Ovviamente, oltre ai risultati, Allegri paga soprattutto l’essersi ostentatamente intestato l’etichetta di uomo contro il football contemporaneo. In tempi in cui furoreggiano statistiche che sono veri e propri tripudi di inutilità, Allegri ha sempre esibito un senso di fastidio/superiorità nei confronti dei nerd del pallone e del calcio inteso come estetica. «Se volete divertirvi, andate al circo». Il tutto acuito da quel suo fare livornese che certamente tra i sinonimi non ha la modestia. È ovvio quindi che oggi, oltre alle fisiologiche critiche per gli scarsi risultati, sia scattato un surplus di rivincita ideologica. Gliela stanno facendo pagare. Oggi deridere i cento passaggi inutili senza fare un tiro in porta, equivale più o meno a entrare nudi al Quirinale o alla Casa Bianca: è un atto di sfacciata provocazione. Una cosa è perdere iscrivendosi al pensiero dominante del calcio contemporaneo, un’altra è farlo da oppositori. C’è tutta la differenza del mondo.

E quindi il leit-motiv è che la Juve non ha gioco, che Allegri è superato, in soldoni che non è più un allenatore di calcio. Attenzione: frase accompagnata dal classico “se mai sia lo stato”. Perché Allegri va distrutto nella sua interezza.

A questo vanno aggiunti due recentissimi episodi: la frase di Arrivabene che risponde a un tifoso come se fosse un avventore qualsiasi al bar e non l’amministratore delegato della Juventus: “Ce li dai tu per pagare un nuovo allenatore?”. E Di Maria che dopo la sconfitta col Benfica manifesta a Milik tutto il suo stupore per la sostituzione del polacco (l’unico che effettivamente in questo periodo la butta dentro).

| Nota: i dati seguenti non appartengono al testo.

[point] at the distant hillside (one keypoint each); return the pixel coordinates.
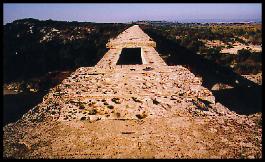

Questo è il quadro. In questa cornice c’è un aspetto che vorremmo sottolineare dopo aver fatto una premessa. La premessa è che secondo noi Allegri è un allenatore bravo, molto bravo. Ma, attenzione, se non te la senti di andare al Real Madrid vuol dire che in te c’è qualcosa che non va. Che fondamentalmente non ti senti all’altezza. Che non hai il coraggio di metterti in gioco. Che preferisci rimanere mentalmente nel gabbione di Livorno invece di andare a confrontarti in mare aperto.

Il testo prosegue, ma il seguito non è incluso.